A few days ago, I woke up and began my normal morning routine. I rose at 4 a.m., did an hour of meditation, then headed to the gym.

When I got to the gym, it was leg day. The previous week had been super busy with lots of early court, so I missed a lot of gym time. As a result, it had been two weeks since my last leg day. I was expecting everything to be very difficult because of that. Further, on my previous leg day, all the weights I had been using were tough for me—the kind of tough that makes you emit those obnoxious groaning and grunting sounds.

I got on the leg extension machine and started at my previous weights. But while I was on the machine, I wasn’t really thinking about the exercise. I was thinking about the meditation I had done that morning and wondered how it applied to the use of grit.
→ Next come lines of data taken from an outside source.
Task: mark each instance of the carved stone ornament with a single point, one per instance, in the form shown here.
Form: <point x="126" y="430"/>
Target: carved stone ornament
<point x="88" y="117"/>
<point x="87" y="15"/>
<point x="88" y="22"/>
During the meditation I had this disconnected feeling from my body—which was not unusual. A bit before all this, I had watched a friend of mine tell me that grit is important. When you’re faced with an obstacle in life, you power through whatever it is. If you have enough grit, went his theory, you can overcome anything. I couldn’t help but wonder if, by thinking about grit in the first place, are we actually making things more difficult than they need to be? Could we instead just utilize the same disconnected feeling that you capture in meditation and disconnect from the agony of the crisis you’re facing?

Suddenly, my head snapped back to the gym. I realized I’d gone through all my leg extensions without even thinking about it. There was no groaning and no grunting. I had just done everything.

For the rest of the workout, I tried to replicate the effect. I consciously disconnected my mind from the exercises. Suddenly, I found myself grunting very little and surpassing every single weight in my workout.

I went home and thought, “well maybe that was a fluke. I need to see if I can replicate it.” The next day I went to the gym again, doing a different workout. And once I again, I surpassed every single weight with a minimum of grunty noises.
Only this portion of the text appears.